Fans are being appealed to behave themselves by preoccupied Formula One organisers and circuit managers, including Ramon Padrera, manager of the Montmeló racing track, which is due to host the Spanish Grand Prix in April.
While the McLaren team had barriers erected around them for Hamilton’s safety during the Spanish fan’s rampage, the driver himself reacted very calmly and showed a maturity beyond his years.
The root of the Spanish fans discontentment came after their country’s favourite racer Alonso Fernando was outshone by his team-mate Lewis Hamilton in 2007.
The fans blame Hamilton for Fernando’s failure to record what would have been a hat trick of world titles last year as well as his split from the McLaren team.
Although McLaren has no interest in creating a deeper rift with the Spanish public, being that the Spanish bank Santander is one of the team’s major sponsors, general alarm about the fans’ attitudes could spread.

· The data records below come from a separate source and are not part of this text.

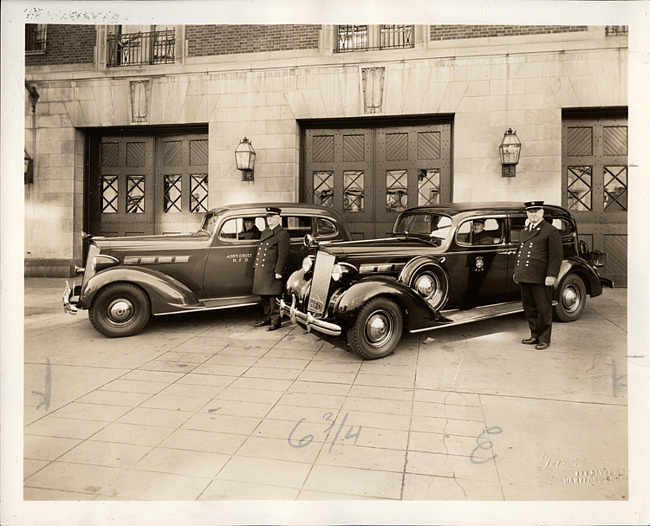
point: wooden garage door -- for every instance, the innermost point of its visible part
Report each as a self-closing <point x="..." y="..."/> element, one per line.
<point x="147" y="184"/>
<point x="595" y="186"/>
<point x="370" y="174"/>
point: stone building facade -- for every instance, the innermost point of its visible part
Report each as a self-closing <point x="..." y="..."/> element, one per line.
<point x="133" y="129"/>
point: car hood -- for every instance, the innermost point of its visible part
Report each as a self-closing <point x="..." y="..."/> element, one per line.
<point x="139" y="243"/>
<point x="392" y="247"/>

With this spread, it is also possible that Portugal could get dragged into the debate that will no doubt emerge after this sadly apparent display of the very real presence of racism in sport.
As the FIA threaten that Spanish venues could be pulled from the Formula One calendar, the whole of Iberia could be in danger of being viewed as an area to avoid.
This is not good news for Portugal which is working hard to be accepted as a major motoring destination, since the relegation of the Estoril track on the World F1 circuit.
It is hoped that Portugal, and indeed the Algarve, can carve out its own identity away from Spain with the construction of the new motor racing track near Mexilhoeira Grande.